Varga House: An Evolving Home of Art and Design
/My connection with the Varga House spans many years. You could say that it began in the summer of 1985 when George Varga and I were assigned to be freshman roommates at RISD. George majored in illustration, and I in architecture. Sondae, George's wife, and my wife, Caroline, also attended RISD. We’ve stayed close to the Vargas all these years, settling down and raising our kids in the same town. In 2001 George and Sondae bought a modernist interpretation of a Cape House in Needham and set to work making it their own.

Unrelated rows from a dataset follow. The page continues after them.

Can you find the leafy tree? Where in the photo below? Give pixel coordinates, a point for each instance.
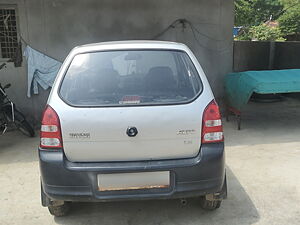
(289, 19)
(265, 33)
(261, 33)
(255, 12)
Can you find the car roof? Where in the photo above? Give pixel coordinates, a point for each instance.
(133, 44)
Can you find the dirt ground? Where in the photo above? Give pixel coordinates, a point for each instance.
(263, 167)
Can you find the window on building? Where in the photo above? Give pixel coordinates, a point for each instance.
(8, 32)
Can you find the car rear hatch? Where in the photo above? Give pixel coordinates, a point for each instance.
(130, 105)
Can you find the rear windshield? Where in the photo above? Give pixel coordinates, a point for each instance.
(144, 77)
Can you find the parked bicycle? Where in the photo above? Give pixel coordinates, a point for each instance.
(9, 115)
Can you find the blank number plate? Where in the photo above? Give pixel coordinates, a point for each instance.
(133, 181)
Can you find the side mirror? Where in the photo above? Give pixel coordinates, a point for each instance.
(7, 86)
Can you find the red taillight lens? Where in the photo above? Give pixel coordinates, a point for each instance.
(212, 130)
(50, 129)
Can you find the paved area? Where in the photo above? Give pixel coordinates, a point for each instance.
(263, 165)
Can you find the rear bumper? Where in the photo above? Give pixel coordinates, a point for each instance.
(64, 180)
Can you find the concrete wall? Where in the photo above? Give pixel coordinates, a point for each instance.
(56, 26)
(253, 55)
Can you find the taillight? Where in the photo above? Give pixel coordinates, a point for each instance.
(50, 129)
(212, 130)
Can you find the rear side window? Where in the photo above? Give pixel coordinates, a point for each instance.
(143, 77)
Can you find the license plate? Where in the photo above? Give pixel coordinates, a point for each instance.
(133, 181)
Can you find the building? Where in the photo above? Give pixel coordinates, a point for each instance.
(54, 27)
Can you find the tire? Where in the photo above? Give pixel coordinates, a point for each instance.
(209, 205)
(60, 210)
(22, 125)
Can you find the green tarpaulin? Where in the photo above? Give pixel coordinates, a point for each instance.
(240, 86)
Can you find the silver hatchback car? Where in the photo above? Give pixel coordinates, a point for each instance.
(131, 120)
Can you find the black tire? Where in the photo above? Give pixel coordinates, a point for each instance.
(22, 125)
(210, 205)
(59, 211)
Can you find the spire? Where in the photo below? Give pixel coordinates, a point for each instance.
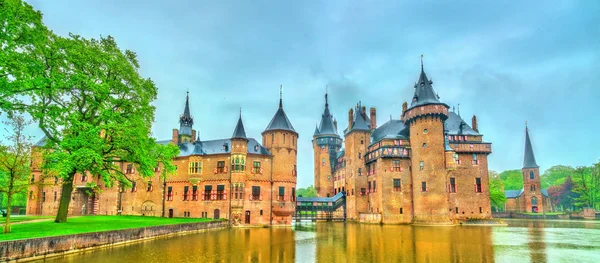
(424, 93)
(239, 132)
(280, 96)
(529, 157)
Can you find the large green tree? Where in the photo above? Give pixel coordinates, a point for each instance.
(15, 154)
(86, 95)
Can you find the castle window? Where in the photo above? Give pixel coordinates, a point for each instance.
(195, 193)
(256, 193)
(452, 185)
(220, 166)
(531, 175)
(186, 190)
(207, 192)
(257, 168)
(220, 192)
(170, 193)
(195, 168)
(396, 184)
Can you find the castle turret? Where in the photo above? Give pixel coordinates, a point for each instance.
(326, 144)
(425, 117)
(532, 188)
(281, 140)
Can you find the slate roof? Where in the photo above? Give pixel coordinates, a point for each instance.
(280, 120)
(239, 132)
(358, 122)
(528, 157)
(424, 93)
(455, 125)
(218, 147)
(327, 126)
(392, 129)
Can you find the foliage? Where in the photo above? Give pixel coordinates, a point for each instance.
(512, 179)
(306, 192)
(86, 224)
(497, 197)
(86, 95)
(14, 162)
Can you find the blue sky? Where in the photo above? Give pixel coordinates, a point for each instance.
(505, 61)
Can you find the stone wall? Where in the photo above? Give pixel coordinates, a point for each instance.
(37, 248)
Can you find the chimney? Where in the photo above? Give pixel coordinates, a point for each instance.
(175, 137)
(474, 123)
(350, 115)
(373, 117)
(364, 112)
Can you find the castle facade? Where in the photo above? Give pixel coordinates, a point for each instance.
(428, 166)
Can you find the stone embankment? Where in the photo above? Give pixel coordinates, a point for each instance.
(39, 248)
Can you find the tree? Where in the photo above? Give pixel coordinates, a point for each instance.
(497, 196)
(307, 192)
(86, 95)
(512, 179)
(14, 163)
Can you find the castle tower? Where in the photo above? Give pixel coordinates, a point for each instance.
(281, 140)
(532, 189)
(425, 117)
(356, 141)
(185, 133)
(326, 145)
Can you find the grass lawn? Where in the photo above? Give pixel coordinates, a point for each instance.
(22, 218)
(86, 224)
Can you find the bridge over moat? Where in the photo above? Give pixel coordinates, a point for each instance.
(321, 208)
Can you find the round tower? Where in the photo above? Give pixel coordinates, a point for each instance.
(425, 118)
(281, 140)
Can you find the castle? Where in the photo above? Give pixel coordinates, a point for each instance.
(428, 166)
(531, 198)
(235, 178)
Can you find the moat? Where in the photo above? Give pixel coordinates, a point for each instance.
(520, 241)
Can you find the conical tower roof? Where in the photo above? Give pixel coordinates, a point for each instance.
(529, 157)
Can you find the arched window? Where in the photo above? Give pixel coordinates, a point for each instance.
(531, 175)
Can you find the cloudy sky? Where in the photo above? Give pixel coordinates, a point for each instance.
(505, 62)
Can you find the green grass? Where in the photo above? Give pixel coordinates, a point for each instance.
(21, 218)
(86, 224)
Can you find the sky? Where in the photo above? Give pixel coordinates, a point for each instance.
(507, 62)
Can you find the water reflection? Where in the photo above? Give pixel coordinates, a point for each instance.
(521, 241)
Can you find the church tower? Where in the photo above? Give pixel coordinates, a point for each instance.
(281, 140)
(532, 189)
(326, 145)
(425, 118)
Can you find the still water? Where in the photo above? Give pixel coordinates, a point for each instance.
(520, 241)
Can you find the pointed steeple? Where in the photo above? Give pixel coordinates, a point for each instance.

The original designer, an architect and model builder, envisioned the house as a modern take on the traditional Cape House. In 2007, the Vargas enlisted my help for a renovation. This involved converting unfinished space above the garage into two bedrooms for their daughters and adding a bathroom to an underutilized second-floor deck. The process was fun and gave me insights into their ideas about space, surfaces, color and overall ambiance.
There are a few unique design features to the original house which are at once wonderfully original, as well as challenging, and even somewhat problematic from a design and maintenance perspective. The skylight on the south side of the length of the ridge requires occasional maintenance, but brings light deep into the second floor spaces, the main stair and the kitchen as well. The stair is a kind of “switch back” trail that pulls you up along the underside of the cape style gable, providing a series of unfolding vistas as you ascend and descend. The “slot” is the area of the house that was most problematic. Designed literally as a cleaving of the main gabled volume, it originally housed a roof deck facing south and a long skylit space facing north. To the east of the slot were the second floor living spaces, and to the west was unfinished space above the garage. This shell space, and the "slot" itself, while initially challenging, became the focus of our design efforts to add bedrooms and a bathroom.
The existing gable end-wall of the shell space was conveniently appointed with two windows on either side of the centerline of the ridge. The space between the windows was the perfect place to add a new stud wall to create two bedrooms, but what to do about the asymmetric skylight at the ridge itself? If the new wall ran all the way up to the ridge, the skylight would bring light into the south facing room but not the north facing room. The solution was to puncture the top of the new wall with small windows corresponding to the spaces between the roof rafters that pierced the skylight cavity, thus allowing borrowed light from the south bedroom into the north bedroom.
The seldom-used deck in the slot area was replaced with a bathroom, and the plexiglass slot roof was upgraded to modern operable skylights, creating a functional home office for George.
Throughout their home transformation, the Vargas have been avid art collectors, incorporating pieces by me, Caroline, and other artists. This process had a head start of sorts with paintings by Hungarian artists Ezust Gyorgy and Bolgar, gifts from Georges parents. These relatively large works set the stage for an ongoing evolution of the function, look and place of art in their home. Over the years they’ve collected dozens of pieces of mine and Caroline’s work and are often talking about how various corners of their home might evolve and change.
There are so many things that I’ve learned by watching the Vargas continue to transform the living spaces, making various architectural modifications and shaping the ambiance of the rooms with careful art and furniture choices and placement. Here are a few things I’ve picked up from them over the years.
Symmetry is not the be all end all. In fact, if you aren’t living in a Palladian villa, its probably easier to achieve an harmonious feel with an asymmetrical approach to room and wall composition. Over the years, they've mastered the art of asymmetry, emphasizing the importance of achieving a dynamic variety without strict symmetry.
Grouping, grouping, grouping. One of Sondae's talents is skillfully grouping paintings, sculpture, and furniture to create harmony. A large painting meant to convey calm, and help one breath, like my “White Dory” painting in their TV room, may not necessarily be out of place next to a tiny wood block print of bees by Caroline and a modernist textile pattern. A simple building elevation monoprint is transformed next to a collection of sculptural elements. Two small abstracts that suggest small vase-like vessels might be stronger with a vase that echoes the color palette in the room and brings a counterpoint to the rectangular frame of the adjacent abstracts.
No art is too small for a space and no space is too small for art. Words to live by. Caroline and I occasionally make tiny paintings of say 4” x 4”. Proportionally they are “chunky” and can usually stand up by themselves on a table shelf or desk, acting as both painting and sculpture.
Where do you want to be? If I have one challenge with the Varga House, it’s that I want to be in every room at the same time. Every corner of it is inviting. Every seat has a purpose. Somehow they manage to pair furniture and art perfectly and it makes me want to grab a book and a coffee and just be.
The Varga’s house will surely continue to evolve, and Caroline and I will continue to make art. Nothing stays the same for long except perhaps our need to find a place to be, if only for a few minutes, in a place that invites us in and holds us a while.